Sempre me considerei de direita, e nunca entendi como via de desenvolvimento roubar aos ricos para dar aos pobres, e outras teorias idênticas..
Mas são exactamente textos como este, que me fazem agradecer que existam (alguns) Comunistas no Parlamento.
E já agora, porque não 104 horas/Semanais ?
E que tal inverter o M do SMN de mínimo para Máximo?
E tem certeza que 1 semana de férias não provoca a falência do País? Pense lá bem se não é melhor erradicar totalmente esse conceito depravado de “Férias”!
Enfim…
Embora acreditando no livre transito de pessoas e bens, lembro-me de ser ainda bastante novo, e não entender como se podia por fim às barreiras alfandegárias, entre blocos de países, em que um bloco tem imposição de salários muito mais elevados (seja via legislativa, seja por força do mercado), protecção social, médica, seguros, horas/semanais, férias, etc.; e outro bloco onde prevalece o trabalho infantil, praticamente sem limite de horas semanais (ou existindo sendo muitíssimo mais elevadas), ausência de obrigatoriedades de protecção social, médica, etc.
Isto é que não é sustentável!
Os Europeus, e cidadãos de países desenvolvidos tem pela frente uma dura escolha a fazer. Ou o fim do seu modo de vida, sujeitando-se a salários mediocres, elevadas dezenas de horas semanais, trabalho infantil, etc., ou pelo contrário, o fim das lojas baratinhas com produtos oriundos de países que praticam essas politicas sociais.
O nosso PR iniciou o discurso do falar verdade, mas este necessita ir mais longe! O que nos permite, ao comum cidadão acessar rápidamente a um infindável leque de produtos a preços acessíveis, está a ser feito à custa da qualidade de vida de cidadãos de outros países. Por sua vez, os seus compatriotas estão a ficar sem emprego, o que inevitavelmente os irá afectar, enquanto eles mesmo se endividam. E quem está a financiar-nos? Exactamente a mesma origem desses produtos. (Qual é a % que a China detém de dívida pública de países ditos desenvolvidos?)
Não podemos fazer confusão nem misturar assuntos que são diferentes!
Ficamos muito chocados, quando vimos fabricas a deslocar-se para os países de leste, recém aderidos à UE, mas não vi ninguém protestar quando essas mesmas fábricas vieram para cá quando nós aderimos, vindo de outros países mais ricos da Europa.
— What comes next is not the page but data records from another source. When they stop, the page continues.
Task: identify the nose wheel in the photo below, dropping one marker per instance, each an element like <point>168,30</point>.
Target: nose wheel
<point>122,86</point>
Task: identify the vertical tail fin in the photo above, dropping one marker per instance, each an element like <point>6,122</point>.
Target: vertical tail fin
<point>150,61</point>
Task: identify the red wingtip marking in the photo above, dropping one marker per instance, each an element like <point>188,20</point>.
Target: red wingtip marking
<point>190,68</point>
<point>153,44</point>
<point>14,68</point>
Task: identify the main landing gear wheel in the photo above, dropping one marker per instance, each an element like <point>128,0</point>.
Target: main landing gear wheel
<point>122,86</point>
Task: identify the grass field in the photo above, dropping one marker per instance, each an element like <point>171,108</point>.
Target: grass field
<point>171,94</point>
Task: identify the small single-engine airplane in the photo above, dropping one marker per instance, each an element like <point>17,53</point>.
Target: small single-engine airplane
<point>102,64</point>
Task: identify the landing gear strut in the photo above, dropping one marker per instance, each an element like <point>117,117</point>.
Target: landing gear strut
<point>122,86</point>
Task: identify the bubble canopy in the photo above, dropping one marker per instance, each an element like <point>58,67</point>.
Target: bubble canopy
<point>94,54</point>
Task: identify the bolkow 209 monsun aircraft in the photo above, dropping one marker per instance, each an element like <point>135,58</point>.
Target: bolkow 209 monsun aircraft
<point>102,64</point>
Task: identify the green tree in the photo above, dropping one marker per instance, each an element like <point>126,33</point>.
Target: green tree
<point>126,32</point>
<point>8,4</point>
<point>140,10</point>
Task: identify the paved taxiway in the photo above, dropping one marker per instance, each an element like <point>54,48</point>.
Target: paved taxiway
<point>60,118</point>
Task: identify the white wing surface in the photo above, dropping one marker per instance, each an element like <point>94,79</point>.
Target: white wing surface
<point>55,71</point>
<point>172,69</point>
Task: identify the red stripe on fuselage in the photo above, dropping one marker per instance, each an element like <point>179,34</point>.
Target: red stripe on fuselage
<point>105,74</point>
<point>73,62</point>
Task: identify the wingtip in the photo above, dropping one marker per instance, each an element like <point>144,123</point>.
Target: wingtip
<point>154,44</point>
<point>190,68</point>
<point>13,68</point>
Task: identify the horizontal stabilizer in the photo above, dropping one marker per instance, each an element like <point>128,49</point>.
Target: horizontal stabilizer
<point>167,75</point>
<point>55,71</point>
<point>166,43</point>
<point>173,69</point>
Mas não podemos ver essas deslocações, dentro de um espaço Europeu, onde há directivas comuns, e onde a ideia e a tendência é a da aproximação, desejando-se homogeneizar, com as deslocalizações para países sem qualquer respeito pela vida humana.
E era bom que a Esquerda de uma vez por todas, começa-se ao menos a usar um pouco de verdade nos seus discursos, pois este é um assunto muito mais díficil de ser tocado pela direita moderada-europeista..
Já no que toca à possibilidade das empresas em geral, poderem trabalhar aos fim-de-semana e periodos nocturnos, nada contra, pelo contrário!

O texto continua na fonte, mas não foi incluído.